Der Staatsrat sei sich dieser Problematik äusserst bewusst und mache daraus eine vordringliche Angelegenheit der Sicherheit, heisst es in der Antwort der Kantonsregierung. Die Kantonspolizei sei daran, sowohl auf strategischer als auch auf operationeller Ebene ihre Tätigkeit bei der Aufdeckung und der Prävention zu verstärken. Nach den Attentaten in Paris im Januar 2015 habe die Kantonspolizei daher einen Stab mit dem Namen «Vigipol» geschaffen, dem Kräfte der bürgernahen Polizei, der Kriminalpolizei und des Nachrichtendienstes des Bundes (NDB) angehörten. So könne das Thema verfolgt und gut überblickt werden. Dank dieser Dynamik, die seit Januar 2015 bei der Kantonspolizei geschaffen worden sei, sei die Koordination der gemeldeten Fälle mit den Partnern der Kantone und des Bundes gut. Und auch mit der Direktion für Erziehung, Kultur und Sport (EKDS) pflege die Polizei eine direkte Zusammenarbeit «frei von Schwerfälligkeit und unnötigem Formalismus». Zur Frage, ob es Bewohner des Kantons Freiburg gebe, die als Dschihadisten in den Krieg gezogen seien, liefert der Staatsrat «aus Gründen der Sicherheit des Personals und wegen der Geheimhaltung bei gerichtlichen und polizeilichen Schritten» keine öffentliche Information.
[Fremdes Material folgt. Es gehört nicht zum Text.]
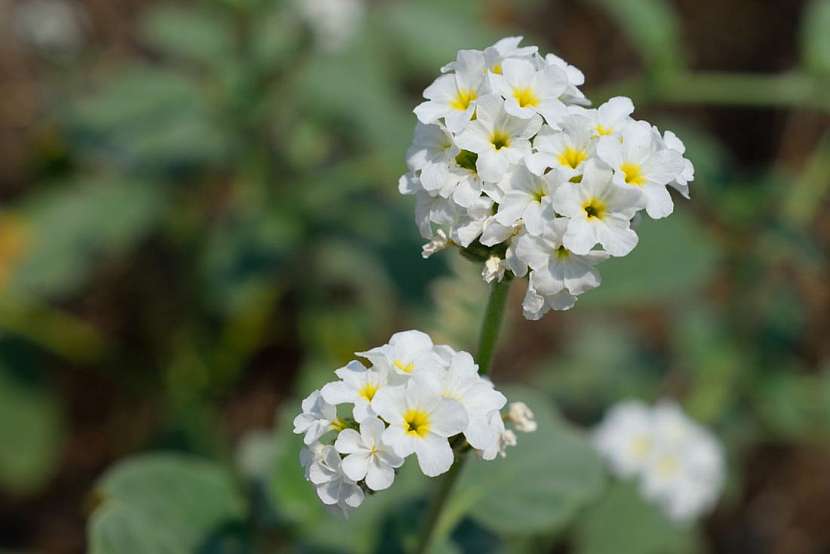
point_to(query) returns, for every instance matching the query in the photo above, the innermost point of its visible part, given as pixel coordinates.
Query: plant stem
(486, 346)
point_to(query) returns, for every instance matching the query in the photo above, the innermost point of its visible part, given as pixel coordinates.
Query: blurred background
(199, 220)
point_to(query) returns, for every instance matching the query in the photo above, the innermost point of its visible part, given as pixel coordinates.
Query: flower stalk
(490, 327)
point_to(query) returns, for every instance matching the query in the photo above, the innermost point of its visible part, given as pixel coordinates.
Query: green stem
(486, 346)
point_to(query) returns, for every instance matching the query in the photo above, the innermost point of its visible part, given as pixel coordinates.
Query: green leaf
(188, 34)
(815, 40)
(542, 483)
(653, 29)
(78, 223)
(675, 258)
(31, 430)
(623, 523)
(165, 504)
(146, 120)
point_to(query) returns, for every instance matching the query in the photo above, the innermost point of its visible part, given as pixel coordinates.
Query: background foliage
(199, 221)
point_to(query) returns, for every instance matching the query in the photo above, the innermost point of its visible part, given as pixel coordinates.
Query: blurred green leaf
(624, 523)
(147, 120)
(542, 483)
(653, 28)
(31, 431)
(815, 40)
(190, 34)
(166, 504)
(79, 223)
(676, 258)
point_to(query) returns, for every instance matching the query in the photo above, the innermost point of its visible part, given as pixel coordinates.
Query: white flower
(406, 353)
(564, 150)
(420, 421)
(461, 382)
(640, 165)
(522, 417)
(358, 385)
(439, 242)
(555, 268)
(684, 473)
(575, 77)
(672, 142)
(333, 22)
(528, 91)
(367, 456)
(498, 138)
(334, 488)
(318, 418)
(610, 118)
(493, 269)
(496, 54)
(454, 96)
(626, 438)
(598, 212)
(524, 197)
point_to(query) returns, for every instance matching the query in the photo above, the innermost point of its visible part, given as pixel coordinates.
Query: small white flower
(599, 212)
(420, 421)
(564, 150)
(522, 417)
(334, 488)
(461, 382)
(639, 164)
(611, 118)
(493, 269)
(626, 438)
(406, 353)
(358, 385)
(498, 138)
(555, 268)
(454, 96)
(318, 418)
(367, 456)
(528, 91)
(524, 197)
(439, 242)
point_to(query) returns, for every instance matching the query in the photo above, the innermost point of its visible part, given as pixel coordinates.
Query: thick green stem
(486, 346)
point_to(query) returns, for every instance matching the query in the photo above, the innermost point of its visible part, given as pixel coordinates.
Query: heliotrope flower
(506, 144)
(679, 464)
(416, 398)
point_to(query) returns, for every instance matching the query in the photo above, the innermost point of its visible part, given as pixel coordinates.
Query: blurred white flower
(680, 464)
(55, 27)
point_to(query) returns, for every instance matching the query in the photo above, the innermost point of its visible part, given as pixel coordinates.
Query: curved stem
(486, 346)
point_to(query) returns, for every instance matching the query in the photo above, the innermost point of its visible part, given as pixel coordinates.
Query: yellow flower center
(633, 174)
(526, 97)
(571, 157)
(562, 253)
(594, 208)
(602, 130)
(368, 391)
(416, 423)
(463, 99)
(405, 367)
(499, 140)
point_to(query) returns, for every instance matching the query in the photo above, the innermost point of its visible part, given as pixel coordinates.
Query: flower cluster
(679, 463)
(509, 164)
(414, 398)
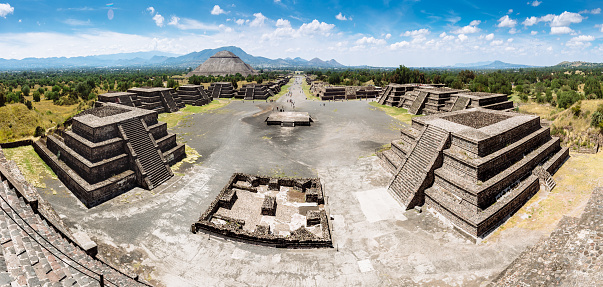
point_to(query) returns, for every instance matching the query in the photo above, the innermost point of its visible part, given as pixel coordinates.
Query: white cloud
(217, 10)
(341, 17)
(416, 33)
(158, 20)
(6, 9)
(469, 29)
(190, 24)
(581, 41)
(561, 30)
(258, 21)
(282, 23)
(398, 45)
(535, 3)
(507, 22)
(593, 11)
(370, 41)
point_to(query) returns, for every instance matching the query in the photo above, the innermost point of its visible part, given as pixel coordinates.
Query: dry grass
(576, 180)
(396, 113)
(31, 165)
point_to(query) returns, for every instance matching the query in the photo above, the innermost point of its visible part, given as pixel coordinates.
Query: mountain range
(161, 59)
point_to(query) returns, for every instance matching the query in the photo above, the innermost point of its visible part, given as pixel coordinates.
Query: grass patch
(191, 157)
(400, 114)
(34, 169)
(172, 119)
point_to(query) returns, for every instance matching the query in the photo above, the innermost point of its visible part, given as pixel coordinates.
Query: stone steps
(32, 253)
(148, 155)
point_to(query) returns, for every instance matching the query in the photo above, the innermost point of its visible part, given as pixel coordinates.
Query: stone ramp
(147, 153)
(32, 253)
(418, 104)
(460, 104)
(416, 172)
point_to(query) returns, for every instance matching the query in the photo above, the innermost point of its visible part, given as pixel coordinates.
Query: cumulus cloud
(6, 9)
(217, 10)
(370, 41)
(469, 29)
(535, 3)
(593, 11)
(258, 21)
(581, 41)
(341, 17)
(158, 20)
(416, 33)
(190, 24)
(506, 22)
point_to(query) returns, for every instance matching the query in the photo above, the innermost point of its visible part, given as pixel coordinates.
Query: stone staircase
(32, 253)
(418, 104)
(460, 104)
(545, 178)
(416, 171)
(385, 95)
(215, 93)
(147, 152)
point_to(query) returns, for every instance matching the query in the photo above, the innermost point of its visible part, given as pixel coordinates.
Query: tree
(592, 89)
(25, 90)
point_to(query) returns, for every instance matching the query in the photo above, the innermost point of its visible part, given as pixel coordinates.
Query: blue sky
(377, 33)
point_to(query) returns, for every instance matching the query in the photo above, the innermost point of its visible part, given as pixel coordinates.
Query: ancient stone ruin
(194, 95)
(289, 119)
(110, 149)
(475, 167)
(278, 212)
(221, 64)
(160, 100)
(432, 99)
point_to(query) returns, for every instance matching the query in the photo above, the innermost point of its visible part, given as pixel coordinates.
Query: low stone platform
(289, 119)
(269, 211)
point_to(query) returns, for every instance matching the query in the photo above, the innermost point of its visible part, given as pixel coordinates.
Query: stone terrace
(36, 249)
(279, 212)
(571, 256)
(475, 166)
(109, 150)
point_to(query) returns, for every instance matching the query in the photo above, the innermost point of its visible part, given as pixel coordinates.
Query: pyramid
(221, 64)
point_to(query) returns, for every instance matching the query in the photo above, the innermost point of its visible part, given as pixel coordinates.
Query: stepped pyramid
(221, 64)
(475, 167)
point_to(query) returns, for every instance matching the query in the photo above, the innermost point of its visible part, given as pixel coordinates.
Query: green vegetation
(31, 165)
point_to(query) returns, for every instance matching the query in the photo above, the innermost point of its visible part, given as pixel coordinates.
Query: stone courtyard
(376, 242)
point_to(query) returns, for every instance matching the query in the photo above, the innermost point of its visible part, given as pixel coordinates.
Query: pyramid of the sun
(221, 64)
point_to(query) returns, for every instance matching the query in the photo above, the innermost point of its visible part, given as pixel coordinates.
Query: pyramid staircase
(545, 178)
(460, 104)
(145, 153)
(32, 253)
(416, 172)
(419, 103)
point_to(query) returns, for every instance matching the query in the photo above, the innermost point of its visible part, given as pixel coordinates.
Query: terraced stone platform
(475, 167)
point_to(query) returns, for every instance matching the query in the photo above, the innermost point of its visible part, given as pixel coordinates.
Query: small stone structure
(433, 99)
(221, 64)
(289, 119)
(269, 211)
(110, 149)
(194, 95)
(475, 167)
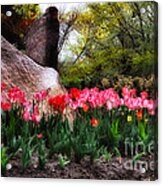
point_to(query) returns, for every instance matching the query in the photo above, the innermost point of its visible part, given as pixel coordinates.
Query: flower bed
(106, 125)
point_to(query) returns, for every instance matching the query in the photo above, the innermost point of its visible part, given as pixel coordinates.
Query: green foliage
(5, 157)
(114, 38)
(62, 161)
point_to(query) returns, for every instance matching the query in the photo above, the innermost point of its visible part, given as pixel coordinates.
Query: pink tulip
(26, 116)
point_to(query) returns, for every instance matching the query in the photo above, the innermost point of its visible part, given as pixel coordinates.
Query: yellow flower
(129, 118)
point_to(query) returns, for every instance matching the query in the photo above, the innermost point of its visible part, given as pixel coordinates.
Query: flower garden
(104, 124)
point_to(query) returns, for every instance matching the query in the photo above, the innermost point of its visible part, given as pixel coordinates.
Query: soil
(111, 170)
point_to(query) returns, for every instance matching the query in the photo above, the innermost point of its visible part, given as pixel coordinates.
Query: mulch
(101, 170)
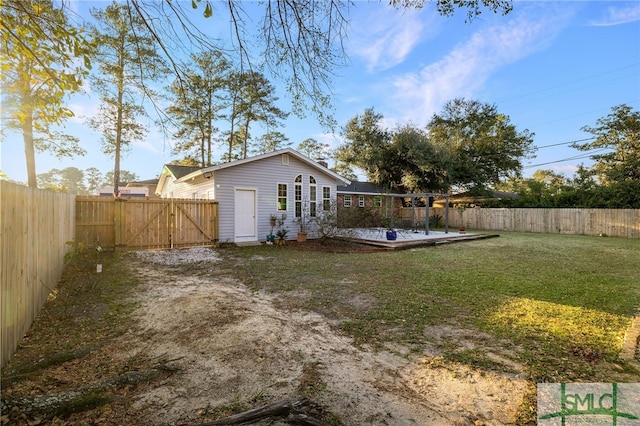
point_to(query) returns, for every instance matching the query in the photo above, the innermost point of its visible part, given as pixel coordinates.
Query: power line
(576, 157)
(566, 143)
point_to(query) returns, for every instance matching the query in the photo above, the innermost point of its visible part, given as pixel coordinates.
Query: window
(282, 197)
(326, 198)
(297, 195)
(313, 197)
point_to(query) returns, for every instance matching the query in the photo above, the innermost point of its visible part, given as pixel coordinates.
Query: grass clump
(562, 303)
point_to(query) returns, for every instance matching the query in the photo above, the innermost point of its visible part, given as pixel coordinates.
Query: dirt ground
(225, 348)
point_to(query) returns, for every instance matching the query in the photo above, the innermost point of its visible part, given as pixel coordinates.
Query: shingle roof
(180, 171)
(362, 188)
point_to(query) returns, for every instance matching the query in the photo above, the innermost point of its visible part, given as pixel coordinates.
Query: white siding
(263, 176)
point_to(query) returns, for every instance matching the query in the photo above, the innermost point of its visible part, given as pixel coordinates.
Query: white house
(251, 190)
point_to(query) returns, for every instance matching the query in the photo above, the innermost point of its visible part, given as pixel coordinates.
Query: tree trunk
(29, 149)
(300, 410)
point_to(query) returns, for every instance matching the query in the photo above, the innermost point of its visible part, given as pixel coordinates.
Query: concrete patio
(410, 239)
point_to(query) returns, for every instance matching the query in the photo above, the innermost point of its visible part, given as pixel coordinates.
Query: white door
(245, 220)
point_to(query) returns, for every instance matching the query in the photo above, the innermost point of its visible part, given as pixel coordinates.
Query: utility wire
(577, 157)
(566, 143)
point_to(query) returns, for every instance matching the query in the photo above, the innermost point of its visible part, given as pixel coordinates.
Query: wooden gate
(138, 224)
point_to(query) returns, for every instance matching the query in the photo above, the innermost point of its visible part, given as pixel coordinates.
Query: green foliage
(127, 61)
(483, 146)
(435, 221)
(271, 141)
(469, 145)
(81, 182)
(619, 135)
(198, 98)
(326, 223)
(39, 52)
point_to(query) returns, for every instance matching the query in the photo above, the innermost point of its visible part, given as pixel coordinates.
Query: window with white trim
(313, 197)
(326, 198)
(282, 197)
(297, 196)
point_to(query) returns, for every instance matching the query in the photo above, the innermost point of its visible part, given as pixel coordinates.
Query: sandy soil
(232, 346)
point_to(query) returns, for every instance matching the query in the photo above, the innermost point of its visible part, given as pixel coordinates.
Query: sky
(551, 67)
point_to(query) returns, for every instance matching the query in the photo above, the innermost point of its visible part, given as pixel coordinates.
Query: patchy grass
(559, 304)
(85, 311)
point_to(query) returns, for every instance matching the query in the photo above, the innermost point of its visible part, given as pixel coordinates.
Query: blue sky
(552, 67)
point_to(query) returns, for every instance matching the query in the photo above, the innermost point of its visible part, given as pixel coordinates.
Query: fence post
(118, 220)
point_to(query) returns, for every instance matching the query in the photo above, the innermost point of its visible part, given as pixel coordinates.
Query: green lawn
(559, 305)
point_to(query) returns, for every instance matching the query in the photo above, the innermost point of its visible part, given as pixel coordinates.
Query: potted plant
(281, 236)
(303, 222)
(392, 235)
(273, 222)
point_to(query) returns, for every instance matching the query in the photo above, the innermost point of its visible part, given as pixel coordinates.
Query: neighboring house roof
(361, 188)
(144, 182)
(292, 152)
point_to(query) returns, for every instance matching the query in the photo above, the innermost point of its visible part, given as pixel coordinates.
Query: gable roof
(179, 171)
(237, 163)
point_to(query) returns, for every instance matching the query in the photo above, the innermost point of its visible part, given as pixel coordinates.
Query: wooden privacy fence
(35, 226)
(133, 223)
(614, 223)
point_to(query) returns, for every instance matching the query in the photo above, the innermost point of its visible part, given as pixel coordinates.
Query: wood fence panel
(146, 224)
(36, 226)
(94, 221)
(615, 223)
(197, 222)
(140, 224)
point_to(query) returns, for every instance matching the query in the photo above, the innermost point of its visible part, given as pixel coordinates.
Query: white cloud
(464, 70)
(619, 16)
(389, 37)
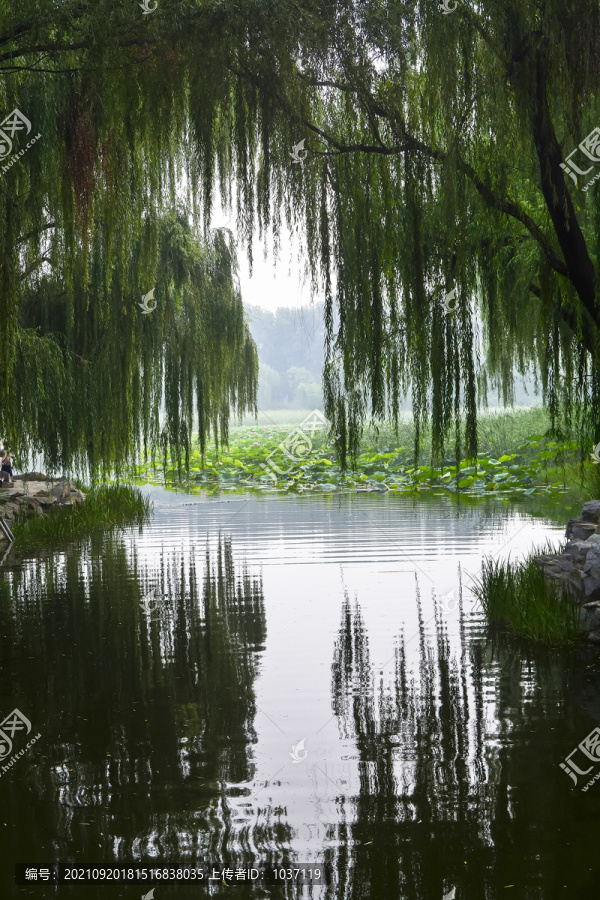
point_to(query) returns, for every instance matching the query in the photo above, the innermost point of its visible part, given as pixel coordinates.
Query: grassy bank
(104, 506)
(518, 595)
(516, 458)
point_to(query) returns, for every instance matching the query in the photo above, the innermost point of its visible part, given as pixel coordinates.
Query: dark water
(427, 748)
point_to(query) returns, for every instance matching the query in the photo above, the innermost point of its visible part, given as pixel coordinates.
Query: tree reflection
(452, 792)
(146, 717)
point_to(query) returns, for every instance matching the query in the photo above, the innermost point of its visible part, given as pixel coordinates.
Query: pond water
(311, 684)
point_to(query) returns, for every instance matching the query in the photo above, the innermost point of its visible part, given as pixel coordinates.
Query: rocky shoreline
(34, 495)
(576, 570)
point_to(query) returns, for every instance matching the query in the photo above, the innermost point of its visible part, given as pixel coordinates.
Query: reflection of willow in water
(457, 765)
(145, 717)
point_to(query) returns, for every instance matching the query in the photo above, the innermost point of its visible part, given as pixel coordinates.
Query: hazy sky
(269, 287)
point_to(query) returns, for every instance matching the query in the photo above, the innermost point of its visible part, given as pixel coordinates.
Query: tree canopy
(436, 147)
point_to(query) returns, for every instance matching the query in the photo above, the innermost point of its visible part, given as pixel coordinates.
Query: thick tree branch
(580, 267)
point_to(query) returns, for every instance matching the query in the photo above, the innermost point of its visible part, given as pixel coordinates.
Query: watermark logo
(450, 298)
(447, 601)
(590, 147)
(14, 723)
(297, 446)
(298, 749)
(298, 149)
(590, 747)
(145, 307)
(14, 122)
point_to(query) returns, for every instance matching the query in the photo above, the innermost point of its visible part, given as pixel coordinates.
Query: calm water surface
(312, 682)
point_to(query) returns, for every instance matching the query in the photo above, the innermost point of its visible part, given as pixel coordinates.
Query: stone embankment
(34, 495)
(577, 569)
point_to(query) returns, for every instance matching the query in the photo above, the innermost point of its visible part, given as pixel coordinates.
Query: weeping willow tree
(435, 148)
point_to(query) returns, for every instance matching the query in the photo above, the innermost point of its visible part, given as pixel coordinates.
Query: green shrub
(519, 595)
(104, 506)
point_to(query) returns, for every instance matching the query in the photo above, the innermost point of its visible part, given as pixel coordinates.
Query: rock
(60, 489)
(591, 512)
(578, 550)
(580, 531)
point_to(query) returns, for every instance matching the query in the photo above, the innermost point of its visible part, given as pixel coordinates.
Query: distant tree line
(291, 351)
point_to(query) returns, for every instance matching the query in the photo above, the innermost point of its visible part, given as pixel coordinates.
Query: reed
(517, 594)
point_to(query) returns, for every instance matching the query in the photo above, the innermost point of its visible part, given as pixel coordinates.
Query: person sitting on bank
(6, 465)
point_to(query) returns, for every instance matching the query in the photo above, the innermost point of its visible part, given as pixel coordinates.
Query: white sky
(269, 287)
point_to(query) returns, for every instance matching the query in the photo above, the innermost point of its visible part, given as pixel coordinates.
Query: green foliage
(532, 466)
(105, 507)
(434, 146)
(519, 595)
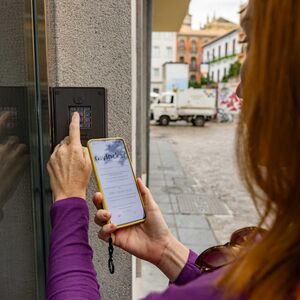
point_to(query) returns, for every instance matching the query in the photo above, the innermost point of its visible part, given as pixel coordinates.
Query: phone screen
(113, 169)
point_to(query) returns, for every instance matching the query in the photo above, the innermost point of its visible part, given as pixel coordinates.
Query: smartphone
(116, 181)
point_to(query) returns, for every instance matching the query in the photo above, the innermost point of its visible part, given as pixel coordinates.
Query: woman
(268, 143)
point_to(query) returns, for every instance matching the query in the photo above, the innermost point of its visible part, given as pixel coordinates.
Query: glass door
(24, 145)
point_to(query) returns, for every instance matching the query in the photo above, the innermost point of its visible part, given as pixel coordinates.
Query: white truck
(192, 105)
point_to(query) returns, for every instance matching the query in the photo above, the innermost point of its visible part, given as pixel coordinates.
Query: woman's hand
(69, 166)
(151, 240)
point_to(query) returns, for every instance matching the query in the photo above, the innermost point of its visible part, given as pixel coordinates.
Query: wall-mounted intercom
(91, 105)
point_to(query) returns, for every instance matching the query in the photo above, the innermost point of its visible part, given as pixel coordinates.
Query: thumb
(146, 194)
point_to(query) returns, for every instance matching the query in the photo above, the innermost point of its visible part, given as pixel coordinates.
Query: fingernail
(107, 214)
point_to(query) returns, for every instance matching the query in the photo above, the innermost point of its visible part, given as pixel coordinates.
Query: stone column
(89, 44)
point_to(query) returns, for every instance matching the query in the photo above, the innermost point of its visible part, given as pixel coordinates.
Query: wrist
(62, 196)
(173, 259)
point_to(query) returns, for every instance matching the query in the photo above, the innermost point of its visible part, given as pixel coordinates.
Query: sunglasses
(219, 256)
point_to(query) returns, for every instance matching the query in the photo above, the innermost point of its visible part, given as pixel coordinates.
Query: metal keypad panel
(91, 105)
(85, 113)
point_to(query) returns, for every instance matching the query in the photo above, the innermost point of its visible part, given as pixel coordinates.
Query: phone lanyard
(111, 265)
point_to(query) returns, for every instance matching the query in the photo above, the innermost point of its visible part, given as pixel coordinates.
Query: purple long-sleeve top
(71, 274)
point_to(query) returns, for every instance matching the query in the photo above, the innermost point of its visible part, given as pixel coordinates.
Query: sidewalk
(183, 209)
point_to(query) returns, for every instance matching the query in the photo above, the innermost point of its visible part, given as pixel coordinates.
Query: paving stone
(191, 221)
(166, 208)
(196, 236)
(197, 204)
Präventionsarbeit in den Schulen

Die Schuldirektoren des Kantons seien darüber informiert worden, wie wichtig es sei, jeden Verdacht direkt der Polizei zu melden. Seit 2015 hätten die Schulen der Sekundarstufe 2 der Polizei allerdings lediglich zwei Schüler gemeldet. Die Polizei habe nach Abklärungen in beiden Fällen feststellen können, dass keine Dschihadismusgefahr bestand. Man könne auch feststellen, dass der Dschihadismus für die Jugendlichen im Kanton kein besorgniserregendes Thema sei.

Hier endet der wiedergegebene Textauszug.